Nos 'barrios' [grandes comunidades carentes], a democracia local na forma de conselhos comunais autônomos estava mudando a vida das pessoas. As crianças estavam aprendendo sobre a história e as artes, pela primeira vez; o programa de alfabetização da Venezuela era o mais ousado do mundo.

A taxa de pobreza caiu pela metade. O que me impressionou foi o orgulho que as pessoas comuns sentiam - o orgulho por suas vidas revitalizadas, pelo ineditismo das possibilidades que estavam adiante, e pelo governo delas, especialmente por Hugo Chávez.

Também ficou claro que a Venezuela não era revolucionária; que era e ainda é uma democracia social. Isso não quer dizer que muitas das ideias chavistas não são revolucionárias na essência; mas na prática a Venezuela apresentava semelhanças à Grã-Bretanha sob a reforma do governo do Attlee Labour de 1945-1951. 

A velha guarda, aqueles que vivem extremamente bem no leste de Caracas e olham para Miami como uma espécie de lar espiritual, manteve o poder econômico se não o poder político. Assim, 'duas Venezuelas' existiram lado a lado; em termos revolucionários, isto foi e continua sendo insustentável.
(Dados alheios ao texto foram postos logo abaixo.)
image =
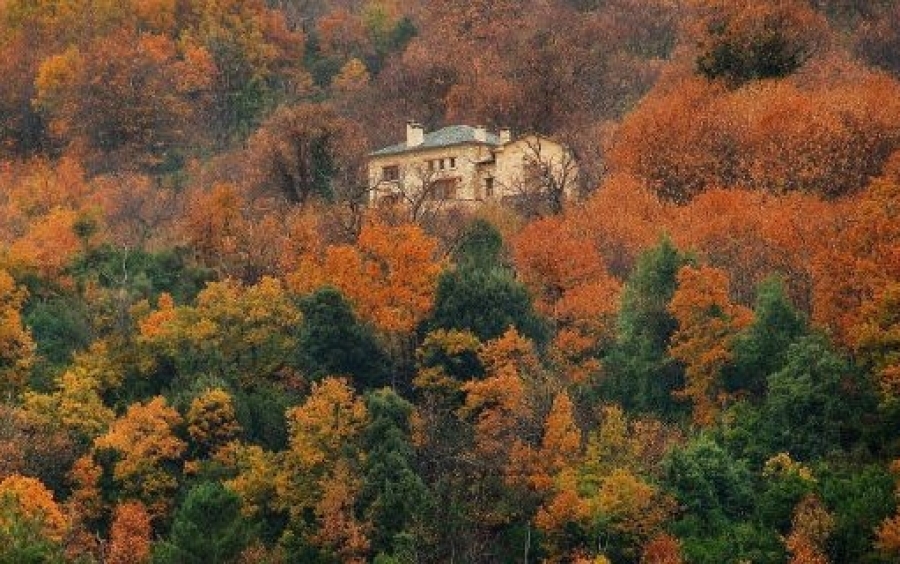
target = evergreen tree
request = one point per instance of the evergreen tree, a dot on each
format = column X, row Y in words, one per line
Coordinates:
column 333, row 342
column 393, row 494
column 208, row 528
column 642, row 375
column 761, row 349
column 815, row 402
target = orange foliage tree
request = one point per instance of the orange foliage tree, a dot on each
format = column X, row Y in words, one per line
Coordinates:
column 129, row 536
column 144, row 439
column 17, row 349
column 570, row 285
column 863, row 257
column 242, row 334
column 320, row 470
column 35, row 502
column 390, row 275
column 816, row 135
column 707, row 325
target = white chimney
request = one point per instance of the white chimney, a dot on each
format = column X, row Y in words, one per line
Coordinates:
column 415, row 134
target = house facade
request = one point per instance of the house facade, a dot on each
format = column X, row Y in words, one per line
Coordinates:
column 469, row 165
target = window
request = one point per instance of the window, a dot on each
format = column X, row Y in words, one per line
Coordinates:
column 489, row 187
column 390, row 173
column 444, row 189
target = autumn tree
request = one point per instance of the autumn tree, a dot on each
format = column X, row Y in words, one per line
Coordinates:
column 864, row 259
column 768, row 41
column 324, row 440
column 810, row 528
column 31, row 500
column 129, row 535
column 32, row 526
column 304, row 152
column 242, row 335
column 888, row 533
column 877, row 340
column 147, row 452
column 212, row 422
column 708, row 324
column 572, row 287
column 124, row 97
column 16, row 345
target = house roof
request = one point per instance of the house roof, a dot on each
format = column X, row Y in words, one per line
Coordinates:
column 452, row 135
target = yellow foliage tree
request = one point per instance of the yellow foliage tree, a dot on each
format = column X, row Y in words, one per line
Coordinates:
column 145, row 442
column 212, row 422
column 36, row 504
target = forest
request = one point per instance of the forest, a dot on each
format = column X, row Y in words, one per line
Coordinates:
column 212, row 350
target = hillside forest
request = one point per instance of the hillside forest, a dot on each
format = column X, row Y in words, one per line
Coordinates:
column 212, row 350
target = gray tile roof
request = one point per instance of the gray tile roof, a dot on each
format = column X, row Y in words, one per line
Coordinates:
column 452, row 135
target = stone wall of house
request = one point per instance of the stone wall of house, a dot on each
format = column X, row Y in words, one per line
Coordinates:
column 479, row 171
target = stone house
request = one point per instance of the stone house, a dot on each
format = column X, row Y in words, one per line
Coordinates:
column 465, row 164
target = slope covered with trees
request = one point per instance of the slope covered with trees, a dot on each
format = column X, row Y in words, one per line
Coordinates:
column 211, row 349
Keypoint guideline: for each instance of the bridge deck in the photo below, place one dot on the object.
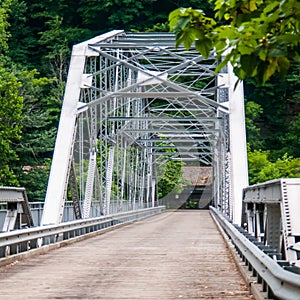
(176, 255)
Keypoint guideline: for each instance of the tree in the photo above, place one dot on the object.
(261, 168)
(40, 118)
(259, 38)
(10, 124)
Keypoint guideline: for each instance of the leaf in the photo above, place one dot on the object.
(271, 7)
(248, 63)
(204, 46)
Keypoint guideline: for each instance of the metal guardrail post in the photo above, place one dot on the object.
(281, 283)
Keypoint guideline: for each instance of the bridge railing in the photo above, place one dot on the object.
(18, 241)
(277, 282)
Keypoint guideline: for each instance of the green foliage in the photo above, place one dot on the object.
(257, 37)
(40, 118)
(4, 34)
(10, 125)
(171, 179)
(261, 168)
(253, 112)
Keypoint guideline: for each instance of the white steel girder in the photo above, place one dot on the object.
(130, 98)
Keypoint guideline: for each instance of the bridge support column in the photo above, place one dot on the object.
(238, 146)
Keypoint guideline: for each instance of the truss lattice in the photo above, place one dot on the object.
(133, 102)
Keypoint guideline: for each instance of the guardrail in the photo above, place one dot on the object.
(276, 281)
(18, 241)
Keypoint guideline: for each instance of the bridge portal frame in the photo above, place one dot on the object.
(110, 108)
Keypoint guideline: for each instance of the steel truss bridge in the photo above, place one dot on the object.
(135, 103)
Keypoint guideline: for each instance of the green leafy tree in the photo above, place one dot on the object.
(40, 119)
(257, 37)
(261, 168)
(172, 178)
(10, 124)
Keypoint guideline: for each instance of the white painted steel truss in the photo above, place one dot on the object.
(132, 102)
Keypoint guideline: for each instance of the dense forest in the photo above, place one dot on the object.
(35, 43)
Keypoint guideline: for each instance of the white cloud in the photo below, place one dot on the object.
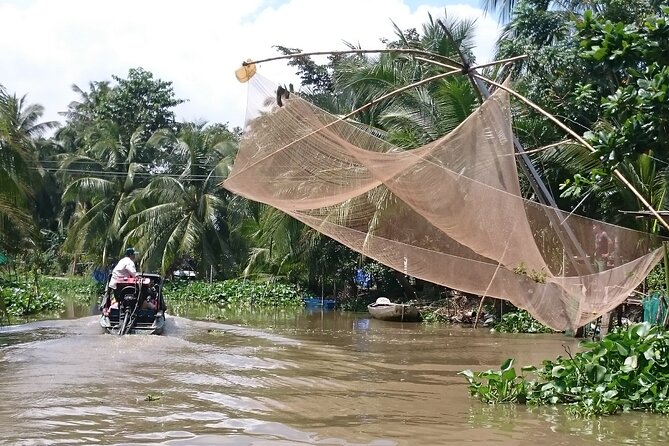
(47, 46)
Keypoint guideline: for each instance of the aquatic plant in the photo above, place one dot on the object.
(236, 292)
(627, 370)
(521, 322)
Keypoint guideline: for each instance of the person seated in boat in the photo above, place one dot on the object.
(151, 300)
(124, 269)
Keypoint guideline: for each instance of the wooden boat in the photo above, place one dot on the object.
(386, 310)
(126, 311)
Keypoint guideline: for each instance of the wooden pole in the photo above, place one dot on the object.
(666, 284)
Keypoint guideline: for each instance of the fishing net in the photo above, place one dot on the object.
(449, 212)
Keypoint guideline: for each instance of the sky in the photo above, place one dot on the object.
(46, 46)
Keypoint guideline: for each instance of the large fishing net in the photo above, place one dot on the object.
(449, 212)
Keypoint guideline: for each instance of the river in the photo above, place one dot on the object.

Edu Montesanti: Você entrevistou ex-Presidente Hugo Chávez durante horas, John, além de ter viajado por toda a Venezuela com ele. Levando isso em conta e também o que viu no país, o que você pode dizer sobre Hugo Chávez como presidente e como ser humano?

John Pilger: Nunca conheci um líder nacional tão respeitado e tratado com tanto carinho quanto Chávez. Ele era um homem extraordinário que parecia nunca dormir, consumido pelas idéias. Certa vez, ele chegou a uma reunião de agricultores com uma pilha de livros debaixo do braço: Dickens, Orwell, Chomsky, Zola.

Ele tinha marcado passagens para ler para sua audiência, e as pessoas ouviram atentamente; ele se via como educador do povo. Ele também foi incorruptível e resistente - resistente no sentido de que era corajoso.

Ele também era espirituoso. Uma vez, caí no sono debaixo do sol durante uma de suas longas reuniões ao ar livre: acordei ouvindo meu nome sendo gritado, e as pessoas rindo. Para aliviar o meu constrangimento, 'El Presidente' apresentou-me com um vinho local. "Ele é australiano; ele gosta de vinho tinto," Chávez disse à multidão.

Posso dizer que nunca falai com outros políticos desta forma. Sua imperfeição se devia a que o poder principal fluía naturalmente dele; era caudillo e idealista-chefe da Venezuela, e quando morreu, o vácuo se tornou muito intenso.


Edu Montesanti: Que semelhanças você vê entre a guerra econômica perpetrado pelos EUA contra Salvador Allende no Chile no início da década de 1970, e contra a Revolução Bolivariana na Venezuela hoje? Quanto você acha que esta guerra secreta por parte do regime de Washington, além da guerra de informação, tem influenciado a vitória da oposição nas eleições parlamentares na Venezuela, em dezembro de 2015?

John Pilger: Há uma terceira e contínua força dinâmica nos países latino-americanos, que tenta controlar os acontecimentos e destruir a justiça social - os Estados Unidos. A subversão dos EUA, por via direta ou através de fantoches em países que elegeram governos reformistas, os EUA promovem uma oposição permanentemente ofensiva. Quando você pensa sobre a doutrinação dos norte-americanos, que dizem seu país é um modelo de ideais, a ironia é medonha.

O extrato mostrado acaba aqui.